Adında da anlaşılacağı üzere rastlantı sonucu ortaya çıkan eserlerin bulunduğu alanlarda yapılır. Güney Fransa’daki Paleolitik çağın ünlü “Lascaux Mağarası”, 1940’da dört öğrencinin kökünden sökülmüş bir ağacın oluşturduğu çukuru incelemeye kalkışması üzerine ortaya çıkmıştır. Erzincan Altıntepe’deki Urartu yerleşmesinin ortaya çıkarılması da bir çiftçinin bulduğu birkaç parça çömlek yardımıyla olmuştur.
-
Define Kazıları.
Definecilerin Müze Müdürlüklerine başvurusu ile Müze denetiminde yapılan resmi kazılardır. Kazı definecinin gösterdiği bir noktada yapılır. Kazı masrafı defineci tarafından karşılanır. Kazı sonunda kazı alanı eski durumuna getirilir. Define kazıları arkeolojik alanlarda yapılmaz. Kazı sonunda elde edilen buluntuların değeri bir komisyon tarafından takdir edilir ve yasada belirlenen oranda bu değerin bir bölümü defineciye verilir.
2863 SAYILI YASAYA GÖRE DEFİNE ARAMA:
Madde 50 –
Define aramak isteyenlere, bu Kanunun 6 ncı maddesinde korunması gerekli taşınmaz kültür ve tabiat varlığı olarak belirtilen yerler ile tespit ve tescil edilen sit alanları ve mezarlıklar dışında, Kültür ve Turizm Bakanlığınca define arama ruhsatnamesi verilebilir.
Define aramak isteyenlere aynı süre içinde birden fazla yerde arama izni verilemez. Define arama izni, başkalarına devredilemez. Bu iş için bir başkası tevkil olunamaz.
Define aramada, Kültür ve Turizm Bakanlığından ve diğer kamu kurum ve kuruluşlarından temsilci olarak gönderileceklerin yolluk ve yevmiyeleri ile zaruri giderleri arayıcı tarafından karşılanır. Bu iş için gerekli olan ödenek, Bakanlıkça, define arayıcısından peşinen tahsil edilip bir Devlet bankasına yatırılır.
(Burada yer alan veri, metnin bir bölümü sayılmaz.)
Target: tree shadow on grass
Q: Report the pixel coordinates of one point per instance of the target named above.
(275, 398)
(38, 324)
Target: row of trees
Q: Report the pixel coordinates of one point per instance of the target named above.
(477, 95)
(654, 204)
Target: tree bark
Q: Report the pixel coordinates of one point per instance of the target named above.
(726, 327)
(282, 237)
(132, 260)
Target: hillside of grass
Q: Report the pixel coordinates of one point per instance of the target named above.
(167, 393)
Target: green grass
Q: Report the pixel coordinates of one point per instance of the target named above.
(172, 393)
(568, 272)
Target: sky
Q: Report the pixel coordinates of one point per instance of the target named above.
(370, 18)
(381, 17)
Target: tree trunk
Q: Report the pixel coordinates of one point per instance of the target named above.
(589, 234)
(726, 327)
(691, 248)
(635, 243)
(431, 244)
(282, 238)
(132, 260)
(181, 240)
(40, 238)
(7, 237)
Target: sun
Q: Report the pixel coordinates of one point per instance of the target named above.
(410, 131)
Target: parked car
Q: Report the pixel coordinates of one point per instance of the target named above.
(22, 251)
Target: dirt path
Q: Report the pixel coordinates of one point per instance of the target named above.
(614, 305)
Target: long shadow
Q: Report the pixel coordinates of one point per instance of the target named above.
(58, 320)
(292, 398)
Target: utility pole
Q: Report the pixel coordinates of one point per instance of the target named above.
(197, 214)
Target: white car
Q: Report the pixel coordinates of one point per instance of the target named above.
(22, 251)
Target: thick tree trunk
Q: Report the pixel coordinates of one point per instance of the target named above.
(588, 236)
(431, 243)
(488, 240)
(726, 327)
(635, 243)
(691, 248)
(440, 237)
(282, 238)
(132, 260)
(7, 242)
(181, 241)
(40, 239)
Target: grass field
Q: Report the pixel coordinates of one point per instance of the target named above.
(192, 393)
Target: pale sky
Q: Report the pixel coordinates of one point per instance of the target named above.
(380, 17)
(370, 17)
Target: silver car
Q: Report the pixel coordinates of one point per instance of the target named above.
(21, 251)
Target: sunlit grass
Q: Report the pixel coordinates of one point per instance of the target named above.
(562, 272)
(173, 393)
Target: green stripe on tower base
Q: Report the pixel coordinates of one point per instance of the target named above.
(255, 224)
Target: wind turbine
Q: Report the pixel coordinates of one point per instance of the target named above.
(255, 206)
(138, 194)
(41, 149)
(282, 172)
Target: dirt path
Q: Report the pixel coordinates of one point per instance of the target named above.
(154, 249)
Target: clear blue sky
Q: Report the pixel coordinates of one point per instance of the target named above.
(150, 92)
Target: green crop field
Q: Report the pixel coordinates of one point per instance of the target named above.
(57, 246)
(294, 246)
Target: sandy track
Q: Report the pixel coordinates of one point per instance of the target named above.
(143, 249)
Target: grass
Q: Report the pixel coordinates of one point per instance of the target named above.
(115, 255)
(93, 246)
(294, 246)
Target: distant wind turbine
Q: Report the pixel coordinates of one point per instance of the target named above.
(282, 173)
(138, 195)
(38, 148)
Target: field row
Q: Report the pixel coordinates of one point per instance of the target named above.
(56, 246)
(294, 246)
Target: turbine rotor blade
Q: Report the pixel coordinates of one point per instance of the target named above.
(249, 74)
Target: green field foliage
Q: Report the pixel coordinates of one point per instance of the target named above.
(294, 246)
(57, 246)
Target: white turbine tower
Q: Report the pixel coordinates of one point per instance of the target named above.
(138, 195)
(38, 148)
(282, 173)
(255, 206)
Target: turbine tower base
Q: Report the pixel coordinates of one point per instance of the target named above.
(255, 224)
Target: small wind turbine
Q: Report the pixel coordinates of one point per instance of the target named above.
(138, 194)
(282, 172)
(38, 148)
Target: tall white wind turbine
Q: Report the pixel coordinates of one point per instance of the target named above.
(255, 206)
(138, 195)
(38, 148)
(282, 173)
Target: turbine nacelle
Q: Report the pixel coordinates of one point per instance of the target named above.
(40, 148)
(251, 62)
Arama ruhsatının verilmesi, define arayıcıdan istenecek belgeler, aramanın yapılması, çıkan defineden arayıcıya tanınacak haklar, Kültür ve Turizm Bakanlığı ile Maliye Bakanlığının birlikte düzenleyeceği yönetmelikte belirtilir.
-
Kaçak Kazılar.
Eski eser kaçakçıları tarafından yasal olmayan ve 2863 sayılı Kültür ve Tabiat varlıklarını Koruma Kanununda suç sayılan kazılardır.
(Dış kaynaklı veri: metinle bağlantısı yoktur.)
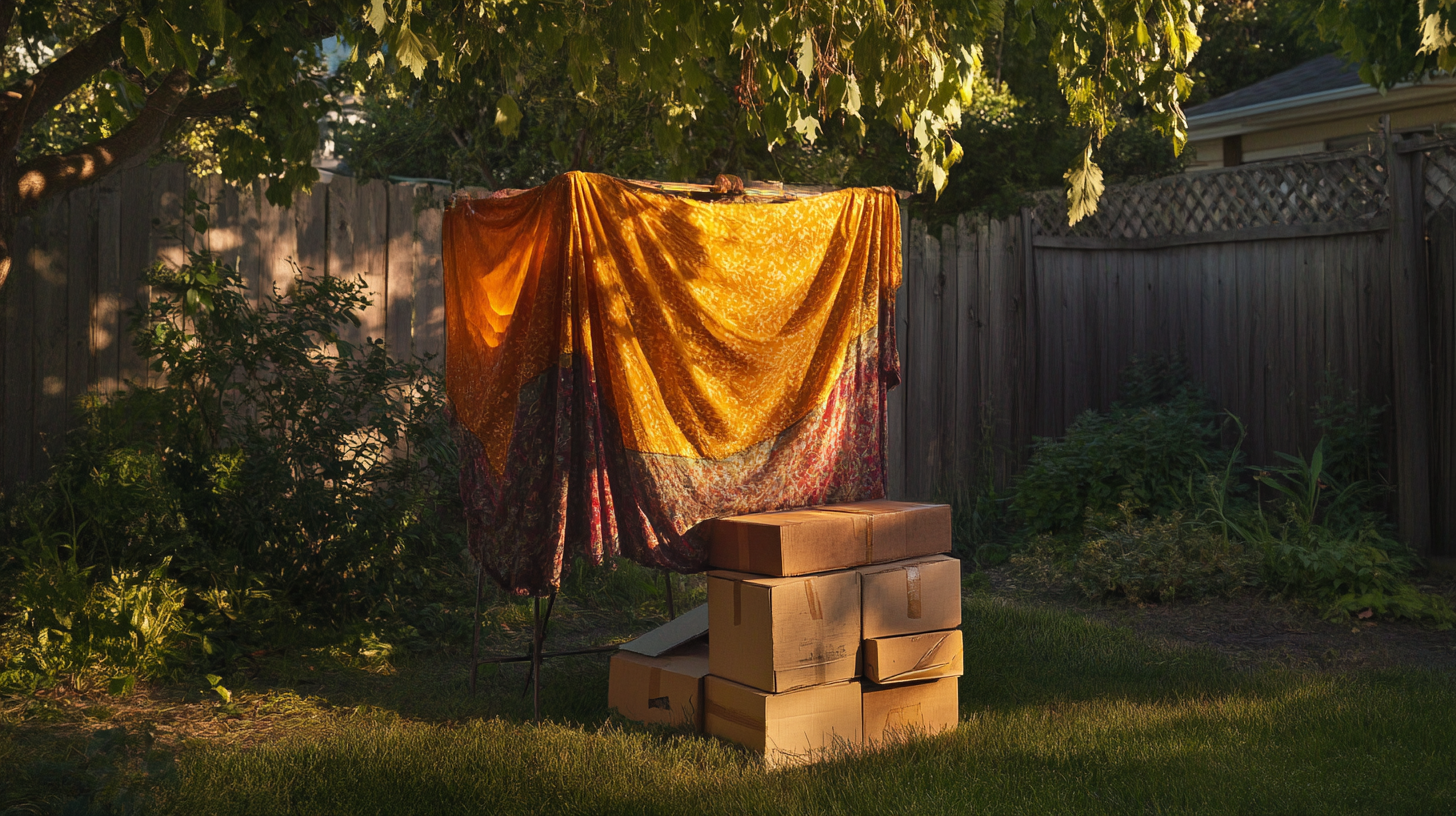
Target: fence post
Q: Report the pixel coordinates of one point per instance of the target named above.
(1410, 347)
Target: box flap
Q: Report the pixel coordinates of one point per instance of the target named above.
(915, 657)
(679, 631)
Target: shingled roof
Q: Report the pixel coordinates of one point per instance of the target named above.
(1315, 76)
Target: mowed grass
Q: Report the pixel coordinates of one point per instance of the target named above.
(1059, 716)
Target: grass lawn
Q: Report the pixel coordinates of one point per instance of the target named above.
(1060, 714)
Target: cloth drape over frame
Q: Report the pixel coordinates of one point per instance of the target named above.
(623, 365)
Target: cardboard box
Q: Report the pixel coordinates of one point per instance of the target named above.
(916, 595)
(666, 689)
(671, 636)
(915, 657)
(789, 727)
(778, 634)
(901, 711)
(830, 536)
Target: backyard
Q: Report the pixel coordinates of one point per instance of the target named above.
(1236, 705)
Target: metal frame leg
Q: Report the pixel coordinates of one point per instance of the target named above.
(475, 643)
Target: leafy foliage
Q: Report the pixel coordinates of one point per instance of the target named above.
(69, 627)
(1143, 455)
(278, 478)
(1159, 560)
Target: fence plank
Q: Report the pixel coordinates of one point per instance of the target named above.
(108, 330)
(399, 263)
(370, 254)
(310, 223)
(19, 362)
(430, 295)
(948, 296)
(136, 257)
(50, 270)
(80, 295)
(926, 346)
(896, 399)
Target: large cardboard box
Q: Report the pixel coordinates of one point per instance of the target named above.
(830, 536)
(778, 634)
(916, 595)
(788, 727)
(666, 689)
(900, 711)
(915, 657)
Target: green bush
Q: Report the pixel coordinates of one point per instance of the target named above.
(67, 627)
(1145, 455)
(1321, 542)
(284, 475)
(1162, 558)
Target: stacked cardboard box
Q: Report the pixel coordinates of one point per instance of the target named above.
(807, 602)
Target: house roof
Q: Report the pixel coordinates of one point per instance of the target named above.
(1316, 76)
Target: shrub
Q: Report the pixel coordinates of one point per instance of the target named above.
(280, 471)
(1161, 558)
(64, 627)
(1143, 455)
(1321, 544)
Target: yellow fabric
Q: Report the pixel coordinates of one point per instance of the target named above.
(715, 325)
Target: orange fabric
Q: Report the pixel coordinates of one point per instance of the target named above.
(715, 327)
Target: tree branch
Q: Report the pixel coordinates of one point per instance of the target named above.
(207, 105)
(54, 82)
(6, 18)
(54, 175)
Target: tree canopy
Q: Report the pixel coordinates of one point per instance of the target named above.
(93, 86)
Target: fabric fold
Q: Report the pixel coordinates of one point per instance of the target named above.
(625, 365)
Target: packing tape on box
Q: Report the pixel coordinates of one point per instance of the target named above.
(928, 656)
(737, 717)
(811, 598)
(904, 717)
(869, 526)
(913, 592)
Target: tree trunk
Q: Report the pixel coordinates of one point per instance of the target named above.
(8, 217)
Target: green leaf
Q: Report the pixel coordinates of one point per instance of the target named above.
(134, 45)
(412, 51)
(852, 101)
(805, 61)
(507, 115)
(377, 16)
(1083, 188)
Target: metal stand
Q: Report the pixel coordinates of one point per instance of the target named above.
(539, 625)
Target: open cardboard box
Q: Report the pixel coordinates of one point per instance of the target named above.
(658, 678)
(666, 689)
(907, 710)
(926, 656)
(829, 536)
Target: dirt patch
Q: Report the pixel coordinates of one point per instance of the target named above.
(1255, 631)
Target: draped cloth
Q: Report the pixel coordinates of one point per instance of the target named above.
(625, 365)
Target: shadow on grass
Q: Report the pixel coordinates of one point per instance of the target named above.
(1059, 716)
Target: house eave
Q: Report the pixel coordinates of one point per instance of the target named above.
(1316, 107)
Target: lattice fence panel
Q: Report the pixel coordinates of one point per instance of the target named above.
(1308, 191)
(1440, 179)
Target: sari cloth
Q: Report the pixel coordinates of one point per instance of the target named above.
(625, 365)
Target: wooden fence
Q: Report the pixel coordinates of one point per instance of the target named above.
(1265, 277)
(79, 265)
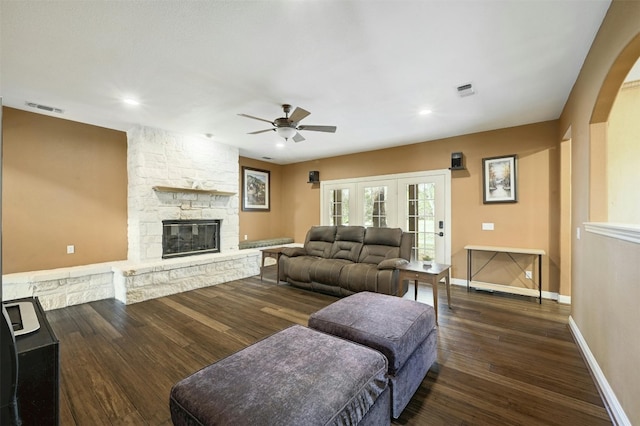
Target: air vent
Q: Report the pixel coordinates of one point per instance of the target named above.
(44, 107)
(465, 90)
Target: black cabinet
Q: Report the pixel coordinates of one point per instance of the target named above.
(38, 373)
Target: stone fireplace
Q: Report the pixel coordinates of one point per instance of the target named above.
(170, 178)
(179, 177)
(190, 237)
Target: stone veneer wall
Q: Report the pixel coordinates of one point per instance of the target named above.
(157, 158)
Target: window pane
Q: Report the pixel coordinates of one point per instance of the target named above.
(339, 207)
(375, 210)
(421, 219)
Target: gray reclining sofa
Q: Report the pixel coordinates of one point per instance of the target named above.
(343, 260)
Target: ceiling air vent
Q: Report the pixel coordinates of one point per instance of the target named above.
(44, 107)
(465, 90)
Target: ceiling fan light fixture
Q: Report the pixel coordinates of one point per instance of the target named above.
(286, 132)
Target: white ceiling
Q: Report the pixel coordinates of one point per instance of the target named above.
(367, 67)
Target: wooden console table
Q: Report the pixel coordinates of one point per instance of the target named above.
(509, 251)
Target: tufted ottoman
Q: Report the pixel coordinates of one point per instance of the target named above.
(403, 330)
(297, 376)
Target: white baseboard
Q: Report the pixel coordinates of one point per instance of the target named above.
(614, 408)
(545, 294)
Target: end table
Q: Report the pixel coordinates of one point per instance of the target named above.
(274, 253)
(429, 273)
2863 SAYILI YASADA ARAŞTIRMA, SONDAJ VE KAZI İZNİ
Madde 35-
Bilimsel ve mali yeterliği Kültür ve Turizm Bakanlığınca takdir ve kabul olunan Türk ve yabancı heyet ve kurumlara araştırma izni, Kültür ve Turizm Bakanlığı tarafından; sondaj ve kazı yapma izni Kültür ve Turizm Bakanlığının teklifi üzerine, Bakanlar Kurulu kararı ile verilir, Kültür ve Turizm Bakanlığı elemanları veya bu bakanlıkça görevlendirilecek Türk bilim adamları tarafından yapılacak araştırma, sondaj ve kazılar, Kültür ve Turizm Bakanlığının iznine bağlıdır. Askeri yasak bölgelerde yapılacak araştırma, sondaj ve kazı için gerekli ruhsatname, Genelkurmay Başkanlığının iznini müteakip, sözü geçen heyet ve kurumların göstereceği uzmanlar adına düzenlenir. Kültür ve Turizm Bakanlığınca haklı görülebilecek sebep olmadıkça heyet ve kurumlar ruhsatnamedeki üyelerini değiştiremezler. Su altında korunması gerekli kültür ve tabiat varlıklarının bulunduğu bölgeler, ilgili kurum ve kuruluşlarla iş birliği yapılarak Kültür ve Turizm Bakanlığınca tespit edilir ve Bakanlar Kurulu kararı ile yayımlanır. Bu bölgelerde, sportif amaçlı dalış yapmak yasaktır, ikinci fıkra hükümlerine göre izin almak şartıyla araştırma ve kazı yapılabilir.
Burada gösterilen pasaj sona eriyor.